Volunteers embrace vision for new parish in southwest Edmonton
Even in the midst of the COVID-19 pandemic, a long-term plan is underway for a new Catholic church in southwest Edmonton, with the land already bought and a fundraising appeal expected to start as soon as this fall.
“We have to have some vision to look down the road, and that’s what we’re being invited here to participate in, to have that vision and to look farther down the road that what we see today,” said Paul Givens, who is helping to lead the effort.
“Most people will tell you there’s never a good time to start fundraising or it’s always a good time to start fundraising. You have to start. You have to have a plan for what life is going to be like 10 or 20 years down the road. It’s pretty exciting to be asked to participate in that.”
Givens is co-chair of the 16-member southwest parish fundraising committee. St. Thomas More, the biggest parish in southwest Edmonton, is leading the project.
The site is a 10-acre parcel of land in the Glenridding Heights neighbourhood, off Rabbit Hill Road and south of Anthony Henday Drive, purchased by the Archdiocese for $9.5 million in January.
A Covenant Care and Covenant Living facility is planned next door and the Edmonton Catholic School Division has a Grade 10-12 high school site across the street.
St. Thomas More Parish has been tasked by Archbishop Richard Smith to raise funds to start paying off that mortgage and eventually for construction for the church itself, its parking lot and related facilities.
The timeline for the project is roughly 15 years, and organizers say the pace is dependent on support from the Catholic community. Once the new church is built, it will be a sister parish to St. Thomas More and share some facilities.
“Right now we see the very, very great need for another church, but we don’t know what will happen in the future,” said Rev. Mitch Fidyka, pastor of St. Thomas More. “But we have to be ready.”
Already, his parish serves more than 5,000 families, and it’s one of the largest by population in the Edmonton Archdiocese. Many of its five weekend masses are filled beyond capacity, and the number of families in Windermere, Ambleside, Heritage Valley and the communities near the Edmonton International Airport is expected to continue increase along with housing development.
Twelve Catholic schools are affiliated with St. Thomas More, and this year alone 280 children were preparing for their First Communion before it was postponed because of the COVID-19 pandemic.
“The area is developing even as we speak and that means we’ll need a church there sooner rather than later I believe,” Givens said. “For this new parish we have to look ahead. What will it look like there 20 years from now? What will the need be?”
Father Fidyka said having a large parcel of land is a good start. He noted that the St. Thomas More church site is too small, leading to issues around parking and access.
The St. Thomas More southwest parish fundraising committee launched a website just after Easter detailing plans for the new church project. The committee’s mandate and fundraising is separate from the finance committee charged with the maintenance of St. Thomas More.
The fundraising appeal is expected to begin in the fall or when COVID-19 restrictions are lifted. In the meantime, the committee is planning for community outreach and lining up contractors, potential donors and supporters.
Organizers say they have faith that the Catholic community will support the new church project.
“It’s always a problem. There’s never a good time to raise money for any causes,” Father Fidyka said.
“You know, big things in the church, big cathedrals were not built by millionaires who give $5 million, $10 million right away but people of faith who are willing to give part of their earnings no matter how big they are or not.”

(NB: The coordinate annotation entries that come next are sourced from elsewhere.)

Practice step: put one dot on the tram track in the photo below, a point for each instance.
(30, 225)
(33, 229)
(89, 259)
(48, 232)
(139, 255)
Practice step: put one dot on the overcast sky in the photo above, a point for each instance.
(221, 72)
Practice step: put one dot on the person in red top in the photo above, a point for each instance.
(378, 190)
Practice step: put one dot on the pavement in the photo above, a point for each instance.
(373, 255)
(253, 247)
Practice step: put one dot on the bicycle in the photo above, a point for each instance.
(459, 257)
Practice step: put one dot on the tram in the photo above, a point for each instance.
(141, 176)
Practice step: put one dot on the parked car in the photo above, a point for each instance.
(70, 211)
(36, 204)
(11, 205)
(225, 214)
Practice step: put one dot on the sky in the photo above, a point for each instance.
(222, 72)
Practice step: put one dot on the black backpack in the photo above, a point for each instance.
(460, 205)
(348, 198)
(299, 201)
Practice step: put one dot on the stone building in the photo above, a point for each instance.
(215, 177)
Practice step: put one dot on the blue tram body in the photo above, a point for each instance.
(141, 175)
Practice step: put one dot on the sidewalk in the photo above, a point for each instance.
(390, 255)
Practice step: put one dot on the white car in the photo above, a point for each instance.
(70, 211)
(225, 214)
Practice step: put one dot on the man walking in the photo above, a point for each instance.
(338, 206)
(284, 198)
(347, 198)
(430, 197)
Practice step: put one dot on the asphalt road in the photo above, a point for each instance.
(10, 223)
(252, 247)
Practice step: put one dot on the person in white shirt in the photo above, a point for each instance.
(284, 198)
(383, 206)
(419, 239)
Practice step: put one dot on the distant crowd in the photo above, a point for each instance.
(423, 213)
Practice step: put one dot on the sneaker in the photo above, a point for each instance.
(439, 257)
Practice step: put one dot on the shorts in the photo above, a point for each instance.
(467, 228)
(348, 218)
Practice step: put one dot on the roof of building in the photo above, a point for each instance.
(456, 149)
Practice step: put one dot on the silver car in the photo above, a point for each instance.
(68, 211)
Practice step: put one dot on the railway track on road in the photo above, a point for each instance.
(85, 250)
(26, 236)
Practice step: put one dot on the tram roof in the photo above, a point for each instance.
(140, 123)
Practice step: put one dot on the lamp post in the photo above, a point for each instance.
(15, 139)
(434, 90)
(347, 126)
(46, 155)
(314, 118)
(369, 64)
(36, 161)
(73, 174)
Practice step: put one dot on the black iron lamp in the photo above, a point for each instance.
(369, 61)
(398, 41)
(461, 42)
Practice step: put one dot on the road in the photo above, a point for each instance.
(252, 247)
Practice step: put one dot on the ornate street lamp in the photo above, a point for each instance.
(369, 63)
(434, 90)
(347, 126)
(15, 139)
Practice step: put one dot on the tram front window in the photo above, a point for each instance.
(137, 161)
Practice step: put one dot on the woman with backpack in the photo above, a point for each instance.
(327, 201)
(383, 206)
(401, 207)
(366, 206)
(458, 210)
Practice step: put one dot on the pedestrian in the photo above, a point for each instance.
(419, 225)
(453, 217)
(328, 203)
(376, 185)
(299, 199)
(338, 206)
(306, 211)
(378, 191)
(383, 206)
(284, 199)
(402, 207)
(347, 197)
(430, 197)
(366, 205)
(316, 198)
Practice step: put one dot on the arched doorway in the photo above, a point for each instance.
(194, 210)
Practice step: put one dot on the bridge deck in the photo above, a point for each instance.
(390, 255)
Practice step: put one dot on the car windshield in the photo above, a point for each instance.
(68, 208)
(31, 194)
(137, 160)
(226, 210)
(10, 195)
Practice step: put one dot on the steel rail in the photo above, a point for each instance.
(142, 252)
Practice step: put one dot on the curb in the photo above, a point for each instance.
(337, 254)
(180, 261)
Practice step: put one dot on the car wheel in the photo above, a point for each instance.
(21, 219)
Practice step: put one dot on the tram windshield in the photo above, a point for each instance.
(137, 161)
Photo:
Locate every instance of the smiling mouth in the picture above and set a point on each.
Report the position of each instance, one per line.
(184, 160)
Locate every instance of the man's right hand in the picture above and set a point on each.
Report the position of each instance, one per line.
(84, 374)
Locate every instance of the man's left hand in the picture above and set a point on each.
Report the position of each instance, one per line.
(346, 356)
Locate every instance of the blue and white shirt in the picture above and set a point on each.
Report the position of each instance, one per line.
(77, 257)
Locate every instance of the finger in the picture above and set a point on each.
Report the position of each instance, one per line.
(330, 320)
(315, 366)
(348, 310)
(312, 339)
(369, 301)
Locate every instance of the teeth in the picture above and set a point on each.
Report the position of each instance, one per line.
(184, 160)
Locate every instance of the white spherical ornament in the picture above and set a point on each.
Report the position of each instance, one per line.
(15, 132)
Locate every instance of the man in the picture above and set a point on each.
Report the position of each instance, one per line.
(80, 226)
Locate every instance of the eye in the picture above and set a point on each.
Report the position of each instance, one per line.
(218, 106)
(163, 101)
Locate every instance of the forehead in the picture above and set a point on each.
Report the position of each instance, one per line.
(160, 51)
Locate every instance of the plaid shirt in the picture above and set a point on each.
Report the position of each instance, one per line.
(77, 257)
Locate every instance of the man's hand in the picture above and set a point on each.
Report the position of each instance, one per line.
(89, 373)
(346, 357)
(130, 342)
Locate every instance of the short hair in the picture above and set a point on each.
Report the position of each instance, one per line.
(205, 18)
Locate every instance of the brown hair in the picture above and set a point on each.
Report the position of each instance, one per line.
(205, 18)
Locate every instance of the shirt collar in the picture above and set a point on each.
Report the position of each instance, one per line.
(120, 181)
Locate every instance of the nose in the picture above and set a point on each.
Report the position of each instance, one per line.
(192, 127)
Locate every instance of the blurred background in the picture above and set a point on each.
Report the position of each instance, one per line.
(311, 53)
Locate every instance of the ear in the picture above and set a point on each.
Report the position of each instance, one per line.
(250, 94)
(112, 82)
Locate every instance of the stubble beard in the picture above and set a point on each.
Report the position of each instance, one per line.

Organizers note that churches are planned and built on faith, with no exact knowledge of how big the parish community will be or what other developments will occur around it in the future.
“We are people of faith. We are people of the Church,” Father Fidyka said. “If we start something and we believe that it’s needed, this is not just our initiative. We believe that God is on our side. If it had to happen, it will happen. Without faith, we would not start anything.”
The southwest parish fundraising committee was established in February, with Fidyka picking its members from the ranks of St. Thomas More parishioners.
“They have an image of the new generation. They’re people of the future, people with good ideas,” he said. “I don’t know how much money they have. I don’t care that much. They are faithful people and they are willing work towards the new church, the new parish. They are gung ho. I don’t know how to slow them down.”
For Givens, the southwest parish project is a chance to be part of a long-term vision for the Archdiocese. He noted that prior to the construction of the St. Thomas More church, the area around it was farmland.
“This isn’t a sprint. It isn’t even a marathon. It’s generational. My parents, my grandparents, they all had the chance to participate in a mission like this in Edmonton. It’s a real honour and privilege to actively participate … It’s fantastic.”